Myth: Cats have nine lives.
Fact: Like all living things, cats only have one life. It is possible that this myth got started because cats do seem able to get themselves out of difficult situations.
Myth: Cats need to drink milk.
Fact: Once weaned, cats do not need milk. Adult cats are often lactose intolerant and cow’s milk can give them diarrhea. If milk is given it should be small amounts infrequently.
Myth: Cats only purr when they are happy.
Fact: Cats often purr when they are content and receiving attention from humans, but it is not the only reason they will purr. Cats have been known to purr when they are in pain and dying to provide comfort to themselves. Cats also purr to comfort their kittens.
Myth: Cats always land on their feet.
Fact: More often than not, cats will land on their feet when they fall from a height. This is because they have what is called a ‘righting reflex’, whereby they’re able to twist around very quickly in the air when falling. They also have very flexible backbones, which help them in doing this. But sadly, this isn’t always the case. Every year animal hospitals treat cats which have fallen from great heights, often out of windows several storeys high. Some recover but many do not.
Myth: Cats are low maintenance pets that don’t require much care.
Fact: Cats may not need to be walked several times a day like dogs, but they still require appropriate nutrition, exercise, medical care, mental stimulation, and human interaction.
Myth: Cats should have one litter of kittens before they are neutered.
Fact: Female cats are less likely to develop certain cancers if they are neutered BEFORE their first heat. There is absolutely no medical or behavioural need for cats to have kittens.
Myth: Cats are nocturnal.
Fact: Cats are crepuscular – which means they are most active at dawn and dusk, when hunting opportunities are rife and there’s enough light for them to see well.
Myth: Cats are cold and aloof. If you want a loving pet get a dog.
Fact: Many cats are very loving. Cats are not dogs, they are very different animals and comparisons don't make much sense. Dogs are by nature pack animals, while cats are more independent. Cats that enjoy the same status in the family as dogs are often just as loving, attentive and present as their canine counterpoints.

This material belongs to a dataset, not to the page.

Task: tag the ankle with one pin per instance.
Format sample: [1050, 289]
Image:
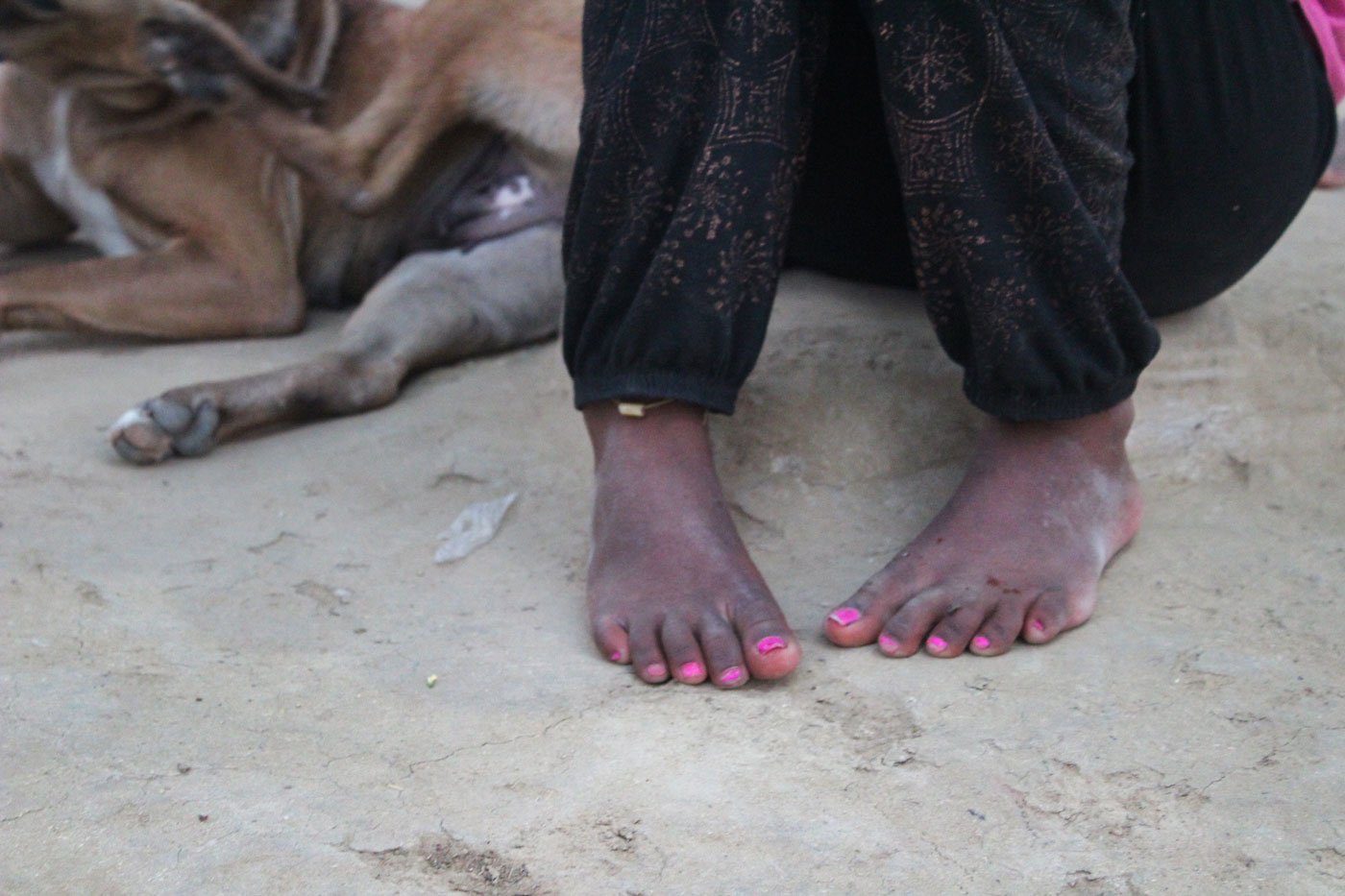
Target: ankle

Myth: Dry cat food is best for cats because it helps clean their teeth.
Fact: Crunchy food isn't any better at brushing and flossing your cat’s teeth than it is yours. From a nutritional standpoint, dry food is the worst thing you can feed your cat – it is devoid of both the healthful, unadulterated protein and moisture cats need in order to stay healthy.
Myth: Cats are unhappy unless able to roam outdoors.

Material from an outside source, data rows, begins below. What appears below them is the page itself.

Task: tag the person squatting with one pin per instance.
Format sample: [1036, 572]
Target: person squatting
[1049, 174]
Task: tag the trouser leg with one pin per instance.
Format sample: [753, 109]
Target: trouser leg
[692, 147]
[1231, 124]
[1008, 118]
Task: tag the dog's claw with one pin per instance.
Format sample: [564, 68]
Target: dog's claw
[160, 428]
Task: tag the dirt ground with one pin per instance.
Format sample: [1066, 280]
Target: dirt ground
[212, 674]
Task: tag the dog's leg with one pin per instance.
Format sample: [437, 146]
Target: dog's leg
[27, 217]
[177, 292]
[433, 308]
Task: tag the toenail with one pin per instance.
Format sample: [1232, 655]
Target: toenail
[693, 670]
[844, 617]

Fact: While an older cat who has been outdoors for years might be unhappy at being kept inside, cats that grow up indoors, even in apartments, can be very happy, as long as they are provided with plenty of interactive play, scratching posts, window perches for looking outside, and climbing towers for exercise. There are also a number of safe compromises for those times when you (or your cat) want him to be outdoors for fresh air and sunshine.

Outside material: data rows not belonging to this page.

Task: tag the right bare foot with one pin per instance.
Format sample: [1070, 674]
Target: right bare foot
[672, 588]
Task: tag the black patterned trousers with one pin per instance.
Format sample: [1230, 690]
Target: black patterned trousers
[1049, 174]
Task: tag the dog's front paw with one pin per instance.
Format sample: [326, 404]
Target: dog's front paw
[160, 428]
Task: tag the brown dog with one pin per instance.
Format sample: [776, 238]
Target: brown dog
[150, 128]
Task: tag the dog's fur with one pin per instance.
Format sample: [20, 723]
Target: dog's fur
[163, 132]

Myth: Indoor cats cannot get diseases and thus don’t require veterinary care.
Fact: Indoor cats are still exposed to organisms that are carried through the air or brought in on a cat owner's shoes or clothing. Even indoor cats can suffer from kidney disease, cystitis, hyperthyroidism and any number of other diseases and disorders. Preventive veterinary care is needed for all cats.
Myth: Neutered cats automatically gain weight.
Fact: Most cats are neutered around six months of age, a time when their metabolisms are naturally slowing down and they no longer require the frequent feedings of kitten hood. If the cat continues to eat the same amount, it may gain weight. Cat guardians can help their cats stay fit by providing exercise and not over-feeding.
Myth: Declawing is not harmful to the cat.
Fact: Declawing is a multiple amputation of the claws, claw bed, and the first joint. Studies have shown that declawed cats suffer from lifelong pain, are prone to lifelong problems with litter box use, are more likely to bite and lack confidence. Declawing is mutilation and is banned in many countries.
Elizabeth Llewellyn is a feline welfare and behaviour specialist with 30 years experience working with cats in a variety of settings including rescue, breeding, boarding, grooming and veterinary. She lives in Chittenden County Vermont with her three cats.